Gene groups help

Introduction

We strongly encourage naming families and groups of genes related by sequence and/or function using a “root” symbol. This is an efficient and informative way to name related genes, and already works well for a number of established human gene groups. Our gene groups data are now fully searchable via our search tool, please see search help for further information.

Please note these data are being manually curated and hence may not be complete.

Gene groups index

Our gene groups index is ordered alphabetically according to group name, with root symbols shown in a separate column. Results are paginated and the user can choose to alter the number of results per page. Typing in either search box narrows down the results based on the input, as shown in the example below.

Gene group index
Figure 1: The gene group index.

Gene groups pages

An example gene group page for Cytochrome P450 family 4 is shown below.

Example gene group report
Figure 2: The gene group page for "Cytochrome P450 family 4"

Gene group names, IDs and aliases

Each gene group has a unique numerical ID that forms the last part of the gene group page URL to aid linking and downloading. For example the numerical ID for “Cytochrome P450 family 4” is 38. Each group also has a unique gene group name and, where a group has a root symbol, this is shown in parentheses next to the name. Please note that not all gene group pages equate to a particular set of genes with the same root symbol; in these cases only a gene group name is displayed. Other commonly-used gene group names and abbreviations are listed following the text in the “Also known as:” section.

Gene group hierarchy map

The gene groups pages provide a display of curated hierarchical relationships between groups and allow users to browse easily through each hierarchy. All gene groups that fall into hierarchies include a "Gene group hierarchy map". By default each gene group box contains a link to that particular gene group page. The rearrange mode gives a user the option to move the boxes within the graphic, e.g. for use in a screenshot. Please note that the hyperlinks will no longer work when using this function. Clicking and holding the mouse button highlights the current gene group and its direct relatives, and highlights the path between them. To return to the default mode and to re-activate the links click on the rearrange mode switch once more.

In addition to the map, text links to any related groups are provided within the page. For example, in Fig 2 there are direct links to the Cytochrome P450 family 4 subfamily A and Cytochrome P450 family 4 subfamily B .

Gene group descriptions

Many of our gene group pages contain a description of the group. These are often from Wikipedia (as shown in Fig 3) or UniProt (e.g. Cytochrome P450s), in which case the source is clearly marked with a link through to the original page. In some cases the descriptions have been written by VGNC curators and these can be identified by [Source: VGNC]; if they come from another source this will be clearly displayed within square brackets.

Example description and domain graphic from a gene group report
Figure 3: The description and domain graphic for "Cytochrome P450 family"

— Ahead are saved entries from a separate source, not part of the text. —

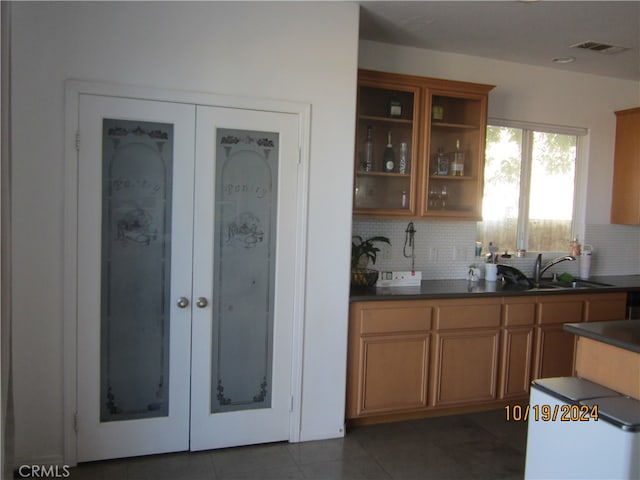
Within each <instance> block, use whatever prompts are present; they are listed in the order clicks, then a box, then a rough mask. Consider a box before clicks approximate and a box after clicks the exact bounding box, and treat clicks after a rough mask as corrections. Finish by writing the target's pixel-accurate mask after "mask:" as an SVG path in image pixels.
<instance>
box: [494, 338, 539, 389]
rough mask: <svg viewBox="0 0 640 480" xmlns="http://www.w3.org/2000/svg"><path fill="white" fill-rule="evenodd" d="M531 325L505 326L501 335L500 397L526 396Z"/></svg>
mask: <svg viewBox="0 0 640 480" xmlns="http://www.w3.org/2000/svg"><path fill="white" fill-rule="evenodd" d="M532 360H533V327H513V328H507V329H505V330H504V332H503V336H502V359H501V362H502V371H501V376H500V394H499V395H500V398H513V397H522V396H526V395H527V394H528V393H529V384H530V383H531V362H532Z"/></svg>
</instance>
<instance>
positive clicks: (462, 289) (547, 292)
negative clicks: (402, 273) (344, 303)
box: [349, 275, 640, 303]
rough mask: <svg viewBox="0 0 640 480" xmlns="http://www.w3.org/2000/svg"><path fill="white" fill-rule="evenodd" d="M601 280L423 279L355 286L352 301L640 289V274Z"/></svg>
mask: <svg viewBox="0 0 640 480" xmlns="http://www.w3.org/2000/svg"><path fill="white" fill-rule="evenodd" d="M590 280H593V281H595V282H598V283H603V284H608V285H609V286H601V287H600V286H599V287H594V288H579V289H548V290H547V289H540V290H518V289H508V288H505V289H503V288H502V286H501V285H500V283H499V282H495V283H492V282H485V281H484V280H480V281H478V282H469V281H467V280H460V279H457V280H423V281H422V283H421V284H420V286H414V287H383V288H371V289H369V290H363V291H355V290H352V291H351V292H350V295H349V302H350V303H351V302H368V301H389V300H390V301H393V300H435V299H446V298H477V297H505V296H548V295H579V294H591V293H616V292H633V291H638V292H640V275H623V276H599V277H593V278H591V279H590Z"/></svg>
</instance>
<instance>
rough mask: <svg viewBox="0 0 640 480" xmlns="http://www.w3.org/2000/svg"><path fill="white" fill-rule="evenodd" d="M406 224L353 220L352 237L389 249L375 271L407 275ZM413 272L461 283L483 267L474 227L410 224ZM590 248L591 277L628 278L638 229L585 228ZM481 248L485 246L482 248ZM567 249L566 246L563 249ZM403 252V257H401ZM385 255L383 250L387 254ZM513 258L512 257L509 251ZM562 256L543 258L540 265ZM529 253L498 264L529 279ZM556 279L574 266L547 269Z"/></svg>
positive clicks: (532, 258) (427, 276) (376, 264)
mask: <svg viewBox="0 0 640 480" xmlns="http://www.w3.org/2000/svg"><path fill="white" fill-rule="evenodd" d="M408 223H409V221H407V220H387V219H359V218H357V219H354V220H353V227H352V231H353V234H354V235H361V236H362V237H364V238H368V237H371V236H374V235H383V236H386V237H388V238H389V240H390V241H391V248H390V249H382V247H383V245H379V246H380V247H381V249H382V251H381V252H380V253H379V254H378V259H377V261H376V263H375V265H370V267H372V268H375V269H377V270H383V271H388V270H410V269H411V258H406V257H405V256H404V253H405V252H406V253H407V254H408V255H411V247H410V246H409V244H408V241H407V245H406V247H405V238H406V233H405V230H406V229H407V225H408ZM413 223H414V228H415V230H416V233H415V237H414V240H415V245H414V251H415V269H416V270H417V271H421V272H422V278H423V279H425V280H434V279H455V278H467V274H468V271H469V265H471V264H472V263H483V262H484V259H483V258H475V256H474V251H475V242H476V223H475V222H443V221H432V220H419V221H418V220H416V221H414V222H413ZM584 243H588V244H590V245H593V248H594V250H593V256H592V264H591V275H632V274H638V273H640V227H637V226H625V225H587V227H586V231H585V242H584ZM485 249H486V246H485ZM567 249H568V246H567ZM403 250H404V252H403ZM386 251H388V254H385V253H387V252H386ZM510 253H512V254H513V252H510ZM564 253H566V252H555V253H545V254H544V255H543V263H545V262H546V261H548V260H550V259H552V258H554V257H555V256H558V255H562V254H564ZM535 258H536V254H535V252H527V256H526V257H524V258H516V256H515V254H513V255H512V257H511V258H510V259H503V258H501V259H500V262H501V263H505V264H508V265H512V266H514V267H516V268H518V269H519V270H522V271H523V272H524V273H525V274H527V275H531V274H532V272H533V264H534V262H535ZM549 272H551V273H553V272H555V273H558V274H561V273H563V272H568V273H570V274H571V275H574V276H578V274H579V262H562V263H560V264H558V265H556V266H554V267H553V268H551V269H550V270H549Z"/></svg>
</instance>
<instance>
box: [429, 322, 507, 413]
mask: <svg viewBox="0 0 640 480" xmlns="http://www.w3.org/2000/svg"><path fill="white" fill-rule="evenodd" d="M499 336H500V332H499V330H498V329H495V330H494V329H482V330H481V329H464V330H450V331H443V332H440V331H439V332H436V334H435V335H434V347H433V348H434V355H433V370H432V378H433V383H432V388H431V391H432V394H431V395H432V404H433V405H434V406H436V407H437V406H446V405H456V404H463V403H470V404H473V403H477V402H483V401H491V400H495V399H496V385H497V371H498V344H499V342H498V339H499Z"/></svg>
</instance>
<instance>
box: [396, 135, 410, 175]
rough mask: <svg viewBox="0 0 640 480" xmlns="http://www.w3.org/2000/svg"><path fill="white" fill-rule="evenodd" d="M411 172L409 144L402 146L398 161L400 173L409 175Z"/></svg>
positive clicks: (398, 171)
mask: <svg viewBox="0 0 640 480" xmlns="http://www.w3.org/2000/svg"><path fill="white" fill-rule="evenodd" d="M408 171H409V159H408V158H407V144H406V142H402V143H401V144H400V158H399V160H398V173H407V172H408Z"/></svg>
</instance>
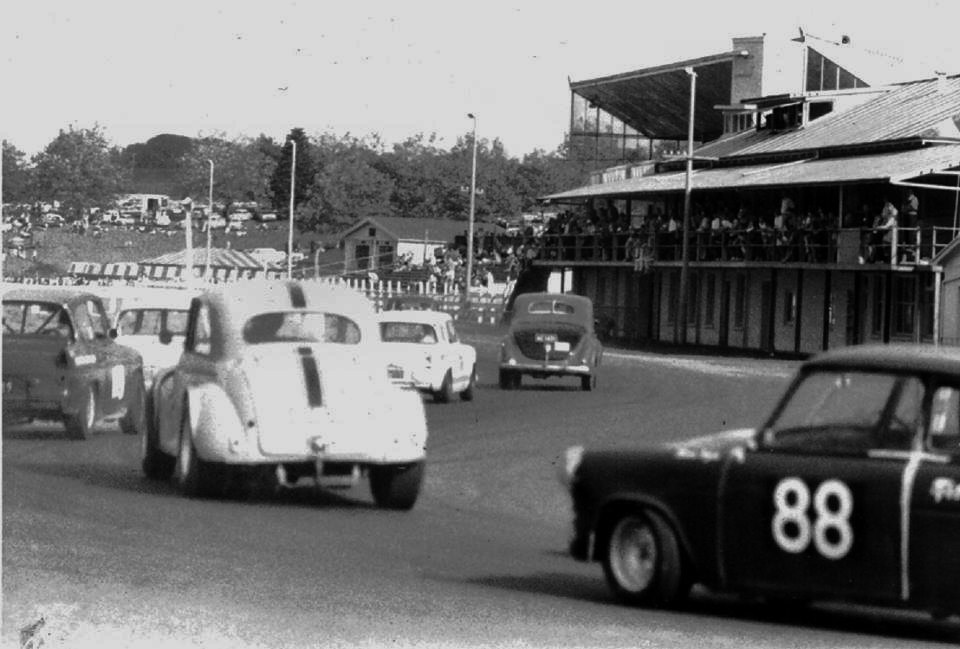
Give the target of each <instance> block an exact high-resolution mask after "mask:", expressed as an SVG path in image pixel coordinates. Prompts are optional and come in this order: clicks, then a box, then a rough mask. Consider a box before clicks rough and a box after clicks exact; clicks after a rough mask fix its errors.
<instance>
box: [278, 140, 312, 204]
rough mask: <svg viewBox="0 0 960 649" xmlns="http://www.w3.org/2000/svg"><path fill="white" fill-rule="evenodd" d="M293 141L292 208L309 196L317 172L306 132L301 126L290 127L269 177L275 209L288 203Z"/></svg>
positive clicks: (309, 140) (311, 150) (289, 198)
mask: <svg viewBox="0 0 960 649" xmlns="http://www.w3.org/2000/svg"><path fill="white" fill-rule="evenodd" d="M293 142H296V143H297V166H296V178H295V179H294V197H293V205H294V210H296V208H297V206H298V205H300V204H301V203H303V202H304V201H306V200H307V199H309V198H310V189H311V187H313V180H314V175H315V174H316V172H317V165H316V164H315V163H314V160H313V155H314V154H313V151H312V147H311V145H310V140H309V139H308V138H307V135H306V133H304V131H303V129H302V128H294V129H292V130H291V131H290V134H289V135H288V136H287V140H286V142H284V144H283V148H282V149H281V150H280V155H279V157H278V158H277V165H276V167H275V168H274V170H273V175H272V176H271V177H270V195H271V197H272V198H273V206H274V208H276V209H277V210H283V209H285V208H288V207H289V205H290V168H291V161H292V159H293Z"/></svg>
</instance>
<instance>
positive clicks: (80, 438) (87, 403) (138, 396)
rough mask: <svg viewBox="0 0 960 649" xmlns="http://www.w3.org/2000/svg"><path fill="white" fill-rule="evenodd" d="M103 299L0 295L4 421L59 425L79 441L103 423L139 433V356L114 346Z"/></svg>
mask: <svg viewBox="0 0 960 649" xmlns="http://www.w3.org/2000/svg"><path fill="white" fill-rule="evenodd" d="M115 335H116V334H115V332H114V331H113V330H111V329H110V325H109V322H108V320H107V316H106V313H105V311H104V308H103V304H102V302H101V301H100V298H98V297H96V296H95V295H92V294H89V293H82V292H76V291H71V290H69V289H52V288H44V289H41V288H37V289H13V290H10V291H7V292H6V293H5V294H4V296H3V420H4V423H5V424H7V423H15V422H19V421H28V420H30V419H52V420H58V421H63V423H64V424H65V426H66V429H67V433H68V434H69V435H70V436H71V437H73V438H76V439H85V438H87V437H89V436H90V435H91V434H92V432H93V430H94V428H95V426H96V425H97V424H98V423H100V422H102V421H105V420H115V419H119V420H120V426H121V428H122V430H123V432H125V433H129V434H137V433H140V432H142V430H143V429H144V385H143V365H142V361H141V358H140V355H139V354H138V353H137V352H136V351H134V350H133V349H130V348H129V347H124V346H123V345H119V344H117V342H116V341H115V340H114V337H115Z"/></svg>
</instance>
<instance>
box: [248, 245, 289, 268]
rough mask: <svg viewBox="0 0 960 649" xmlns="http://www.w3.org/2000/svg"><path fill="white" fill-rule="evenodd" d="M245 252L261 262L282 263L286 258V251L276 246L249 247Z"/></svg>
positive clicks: (286, 257)
mask: <svg viewBox="0 0 960 649" xmlns="http://www.w3.org/2000/svg"><path fill="white" fill-rule="evenodd" d="M245 252H246V253H247V254H248V255H250V256H251V257H253V258H254V259H256V260H257V261H258V262H259V263H261V264H282V263H283V262H284V261H286V259H287V255H286V253H284V252H282V251H280V250H277V249H276V248H251V249H249V250H246V251H245Z"/></svg>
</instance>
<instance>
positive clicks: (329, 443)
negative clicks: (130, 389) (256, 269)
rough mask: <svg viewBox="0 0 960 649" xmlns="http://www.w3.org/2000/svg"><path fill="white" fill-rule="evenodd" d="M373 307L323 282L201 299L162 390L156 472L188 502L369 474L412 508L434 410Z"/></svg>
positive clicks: (151, 474) (156, 395)
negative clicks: (239, 482)
mask: <svg viewBox="0 0 960 649" xmlns="http://www.w3.org/2000/svg"><path fill="white" fill-rule="evenodd" d="M380 347H381V345H380V336H379V332H378V330H377V322H376V318H375V314H374V311H373V306H372V304H371V303H370V301H369V300H368V299H367V298H366V297H365V296H363V295H360V294H358V293H356V292H354V291H351V290H348V289H346V288H341V287H335V286H327V285H320V284H314V283H312V282H304V283H301V282H291V281H287V282H279V281H250V282H243V283H235V284H227V285H223V286H222V287H220V288H218V289H213V290H208V291H204V292H203V293H201V294H200V295H198V296H197V297H195V298H194V299H193V300H192V302H191V304H190V312H189V317H188V321H187V331H186V340H185V342H184V348H183V353H182V354H181V356H180V360H179V362H178V363H177V365H176V366H175V367H173V368H170V369H168V370H164V371H162V372H161V373H160V374H158V376H157V378H156V380H155V381H154V385H153V389H152V391H151V394H150V400H149V403H150V407H149V411H150V412H149V417H148V422H147V434H146V435H145V436H144V438H143V439H144V445H143V449H142V466H143V470H144V473H145V474H146V475H147V476H148V477H150V478H154V479H162V478H167V477H170V476H171V475H172V476H173V477H174V480H175V482H176V484H177V486H178V487H179V489H180V490H181V492H182V493H184V494H185V495H188V496H196V495H212V494H216V493H219V492H220V491H221V490H222V489H223V488H224V487H225V486H226V485H227V484H229V483H230V482H233V481H244V480H257V481H260V482H262V480H264V479H270V480H271V481H274V482H276V483H279V484H280V485H285V486H294V485H296V484H297V483H298V481H299V480H300V479H309V480H310V481H311V482H316V483H318V484H320V485H321V486H322V485H327V484H331V483H332V484H335V485H337V486H343V485H345V484H346V485H352V484H354V483H356V482H357V481H358V480H360V479H361V477H362V476H364V475H366V476H367V477H368V478H369V483H370V490H371V492H372V494H373V499H374V501H375V502H376V503H377V504H378V505H379V506H381V507H386V508H393V509H410V508H411V507H413V505H414V503H415V502H416V500H417V497H418V495H419V493H420V486H421V483H422V480H423V473H424V464H425V461H426V442H427V425H426V418H425V415H424V409H423V403H422V401H421V399H420V398H419V396H418V395H417V394H416V393H414V392H413V391H410V390H403V389H400V388H398V387H397V386H395V385H393V384H392V383H391V382H390V380H389V379H388V377H387V373H386V371H385V367H384V362H383V357H382V353H381V349H380Z"/></svg>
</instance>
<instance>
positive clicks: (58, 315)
mask: <svg viewBox="0 0 960 649" xmlns="http://www.w3.org/2000/svg"><path fill="white" fill-rule="evenodd" d="M3 332H4V333H5V334H37V335H43V336H57V337H60V338H69V337H70V334H71V333H72V327H71V325H70V316H69V315H68V314H67V312H66V311H65V310H64V308H63V307H62V306H60V305H59V304H52V303H50V302H4V303H3Z"/></svg>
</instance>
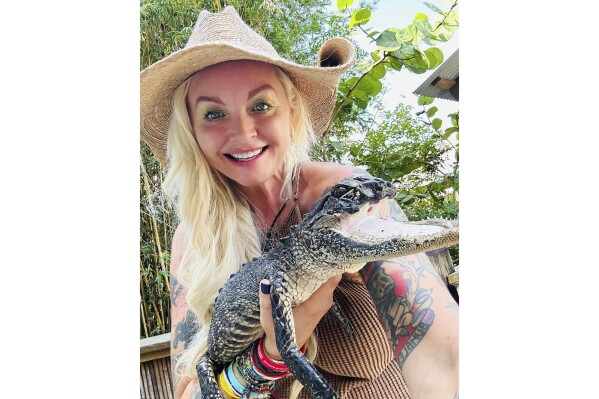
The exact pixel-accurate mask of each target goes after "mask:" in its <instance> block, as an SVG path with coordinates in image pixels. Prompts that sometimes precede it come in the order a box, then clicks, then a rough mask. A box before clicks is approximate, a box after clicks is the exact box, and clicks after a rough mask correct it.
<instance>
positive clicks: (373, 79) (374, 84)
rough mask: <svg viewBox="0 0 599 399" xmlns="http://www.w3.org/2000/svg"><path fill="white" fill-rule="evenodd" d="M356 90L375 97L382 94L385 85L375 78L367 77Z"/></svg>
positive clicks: (365, 76)
mask: <svg viewBox="0 0 599 399" xmlns="http://www.w3.org/2000/svg"><path fill="white" fill-rule="evenodd" d="M356 89H359V90H361V91H363V92H364V93H365V94H367V95H369V96H371V97H374V96H376V95H377V94H379V93H380V92H381V90H382V89H383V84H382V83H381V81H380V80H378V79H377V78H375V77H374V76H372V75H366V76H364V78H363V79H362V80H361V81H360V83H359V84H358V87H356Z"/></svg>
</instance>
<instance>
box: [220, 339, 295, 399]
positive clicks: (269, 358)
mask: <svg viewBox="0 0 599 399" xmlns="http://www.w3.org/2000/svg"><path fill="white" fill-rule="evenodd" d="M301 351H302V353H305V351H306V345H304V346H303V347H302V348H301ZM234 369H236V370H237V373H238V375H240V376H241V378H242V379H243V382H245V386H244V384H242V382H241V381H239V379H238V377H237V375H236V374H235V371H234ZM287 374H289V368H288V367H287V366H286V365H285V363H283V362H282V361H280V360H274V359H271V358H269V357H268V356H267V355H266V352H265V351H264V337H262V338H260V339H259V340H258V341H256V342H254V343H253V344H252V345H250V346H249V347H248V349H246V350H245V351H244V352H243V353H242V354H240V355H239V356H237V358H236V359H235V360H233V361H232V362H231V363H230V364H229V366H228V367H225V368H224V369H223V371H222V373H221V374H220V376H219V378H218V383H219V385H220V388H221V389H222V391H223V392H224V393H225V394H226V395H227V398H233V399H239V398H241V397H242V396H243V395H245V397H249V398H270V395H271V394H272V395H273V397H275V398H278V396H277V395H276V394H275V393H274V391H273V389H274V385H275V381H276V380H278V379H279V378H283V377H285V376H286V375H287Z"/></svg>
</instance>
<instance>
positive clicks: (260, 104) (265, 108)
mask: <svg viewBox="0 0 599 399" xmlns="http://www.w3.org/2000/svg"><path fill="white" fill-rule="evenodd" d="M271 108H272V106H271V105H270V104H269V103H267V102H266V101H259V102H257V103H256V104H254V106H253V107H252V110H253V111H258V112H265V111H268V110H269V109H271Z"/></svg>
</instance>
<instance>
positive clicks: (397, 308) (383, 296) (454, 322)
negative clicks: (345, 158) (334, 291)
mask: <svg viewBox="0 0 599 399" xmlns="http://www.w3.org/2000/svg"><path fill="white" fill-rule="evenodd" d="M389 207H390V210H389V212H390V214H392V215H393V214H395V217H400V218H402V216H403V212H402V211H401V209H399V206H398V205H397V203H396V202H395V201H394V200H390V201H389ZM395 207H397V208H395ZM360 274H361V275H362V277H363V279H364V282H365V283H366V286H367V288H368V290H369V291H370V293H371V295H372V298H373V301H374V304H375V306H376V308H377V311H378V313H379V316H380V318H381V321H382V323H383V328H384V329H385V331H386V333H387V338H388V339H389V343H390V344H391V347H392V349H393V353H394V357H395V359H396V360H397V362H398V363H399V366H400V368H401V370H402V374H403V376H404V379H405V381H406V384H407V385H408V388H409V390H410V394H411V395H412V398H414V399H422V398H431V399H443V398H448V399H452V398H455V397H457V392H458V364H459V363H458V305H457V303H456V302H455V301H454V299H453V297H452V296H451V294H450V293H449V291H448V290H447V287H446V285H445V283H444V281H443V280H442V279H441V277H440V276H439V274H438V273H437V271H436V270H435V268H434V267H433V265H432V264H431V263H430V261H429V259H428V257H427V256H426V255H425V254H424V253H419V254H415V255H410V256H405V257H401V258H397V259H391V260H386V261H380V262H371V263H368V264H367V265H366V266H365V267H364V268H363V269H362V270H361V271H360Z"/></svg>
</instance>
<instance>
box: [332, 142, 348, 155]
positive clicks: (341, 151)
mask: <svg viewBox="0 0 599 399" xmlns="http://www.w3.org/2000/svg"><path fill="white" fill-rule="evenodd" d="M331 145H332V146H333V148H334V149H335V150H337V151H339V152H342V151H344V150H345V148H343V144H341V143H340V142H338V141H331Z"/></svg>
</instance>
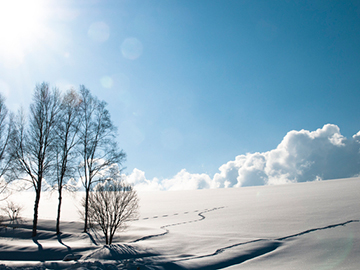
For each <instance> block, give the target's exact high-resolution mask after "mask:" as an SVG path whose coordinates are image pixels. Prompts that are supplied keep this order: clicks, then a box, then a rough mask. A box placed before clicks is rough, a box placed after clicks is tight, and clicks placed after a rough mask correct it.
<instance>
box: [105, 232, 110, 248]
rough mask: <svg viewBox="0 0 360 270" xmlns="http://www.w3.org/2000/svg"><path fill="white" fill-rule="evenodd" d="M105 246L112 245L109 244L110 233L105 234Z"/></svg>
mask: <svg viewBox="0 0 360 270" xmlns="http://www.w3.org/2000/svg"><path fill="white" fill-rule="evenodd" d="M105 244H106V245H110V244H109V236H108V232H106V233H105Z"/></svg>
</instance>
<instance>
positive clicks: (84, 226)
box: [78, 86, 126, 232]
mask: <svg viewBox="0 0 360 270" xmlns="http://www.w3.org/2000/svg"><path fill="white" fill-rule="evenodd" d="M80 95H81V99H82V103H81V119H82V121H81V127H80V131H79V136H80V143H79V152H80V155H81V157H82V162H81V163H80V165H79V167H78V171H79V174H80V177H81V180H82V184H83V186H84V188H85V206H84V207H85V209H84V220H85V223H84V232H87V228H88V204H89V193H90V191H91V188H92V187H93V185H94V184H95V183H97V182H102V181H105V180H107V179H108V176H107V175H106V174H104V172H105V171H107V170H108V169H109V168H110V167H111V166H113V164H118V165H121V163H122V162H123V161H124V160H125V157H126V155H125V153H124V152H123V151H122V150H119V148H118V145H117V143H116V141H115V136H116V128H115V126H114V125H113V123H112V122H111V119H110V113H109V111H108V110H107V109H106V105H107V104H106V102H104V101H99V100H98V99H97V98H95V97H93V96H92V95H91V94H90V92H89V90H87V89H86V88H85V87H84V86H81V88H80Z"/></svg>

Example gene mapped domains graphic

Where gene group members share a particular protein domain we often show a graphical display of the protein domain structure for an example gene group member, which is sourced from Pfam via UniProt ID. In Fig. 3 the domain structure is shown for the product of the marmoset CYP1A1 gene. Hovering over a domain within the graphic will reveal a label containing the domain name, description and Pfam family ID, while clicking on a domain takes the user through to the Pfam description page for that domain.

Genes within the group

VGNC Symbol Reports for each gene within a group can be accessed by clicking on the Approved Symbol. By default the table of group members is sorted by Approved Symbol, but where the group shares a root symbol the members can be sorted by that symbol even where it is an alias or previous symbol, the symbol used for sorting is highlighted in green to make this clear.

Gene group downloads

We now provide a way of downloading gene groups as data sets, allowing users to choose between downloading a single group or the entire group hierarchy. For example, users can choose between downloading all the Cytochrome P450 family 4 genes shown in Fig 2 or they can browse through to the Cytochrome P450 family 4 subfamily A and download just the genes belonging to that group. Each gene group page has a download link at the bottom of the page that generates a text file with all gene symbols and extra data fields such as “Approved Name” and “VGNC ID”. Please note that some gene group pages do not contain a list of genes because these are included to complete the hierarchical structure; these pages enable users to download all the genes from further down the hierarchy, e.g. Cytochrome P450s.

Summary of core data fields

Gene group name and root symbol
At the top of the gene group report page we display the group name and if applicable the common root symbol of the genes associated with the gene group within rounded brackets.
Also known as
Synonymous names for the gene group.
A subgroup of
This field contains links to groups that the current group belongs.
Group contains the following subgroups
Contains links to sub groups within the current group.
Comments
This field contains useful information about the gene group supplied by one of our curators.
Specialist advisors
Names of specialists that advise and recommend appropriate gene symbols to the committee for a particular gene group.
External resources
Links to resources that will provide extra information about the current group.
Publications
References pertinent to the gene group. The user can choose to view these references at either PubMed or European PubMed Central. This section does not aim to list all possible published papers on the group but provides links to papers that first described the gene group in question or papers that are particularly relevant to the nomenclature of the genes.
Downloads
Download gene group data in a csv text format.